Malgré la disparition de l’URSS, l’effondrement du Parti communiste, les séquelles laissées par le stalinisme et la doxa affirmant qu’«il n’y a pas d’alternative», le spectre de Marx hante toujours l’imaginaire français. Nul hasard à cela : la vie intellectuelle comme l’histoire politique de la France ont été durablement marquées par les présences multiples de Marx.


Deux siècles après la naissance de ce dernier, en 1818, cet ouvrage offre un éclairage historique et sociologique sur la façon dont la pensée de Marx a été reçue dans le contexte français, du XIXe siècle jusqu’à nos jours. Il propose non pas une nouvelle interprétation de Marx, mais un décryptage des formes complexes qu’y a prises son œuvre.

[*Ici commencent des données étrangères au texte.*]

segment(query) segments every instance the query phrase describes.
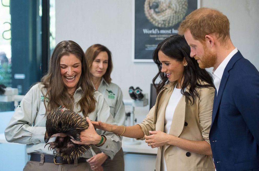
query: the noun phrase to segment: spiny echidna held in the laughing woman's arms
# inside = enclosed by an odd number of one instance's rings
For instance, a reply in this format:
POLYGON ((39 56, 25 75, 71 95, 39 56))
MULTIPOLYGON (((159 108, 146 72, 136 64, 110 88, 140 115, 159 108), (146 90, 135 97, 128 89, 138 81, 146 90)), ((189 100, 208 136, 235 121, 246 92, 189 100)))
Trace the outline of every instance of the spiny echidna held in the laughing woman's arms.
MULTIPOLYGON (((50 144, 49 150, 54 149, 55 156, 61 156, 70 163, 90 149, 90 145, 80 145, 73 143, 70 139, 80 141, 80 133, 88 128, 89 124, 85 118, 78 113, 59 107, 53 109, 46 115, 46 145, 50 144), (66 137, 56 137, 54 142, 49 142, 49 138, 56 133, 64 133, 66 137)), ((45 146, 46 146, 45 145, 45 146)))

Analysant la place et l’influence de Marx dans le débat intellectuel, politique et artistique français, de l’extrême gauche à la droite aronienne, et jusque dans le monde colonial francophone, les contributeurs de cet ouvrage proposent un regard singulier qui permet de comprendre les usages – et mésusages – d’une œuvre qui reste parmi les plus importantes de l’époque contemporaine.

 

 

Jean-Numa Ducange est historien, maître de conférences à l’université de Rouen-Normandie (GRHIS). Codirecteur de la revue Actuel Marx (PUF), il est spécialiste de l’histoire des gauches françaises et germanophones.

 

Antony Burlaud est ancien élève de l’ENS Ulm, doctorant en sciences politiques, spécialiste de l’histoire du socialisme.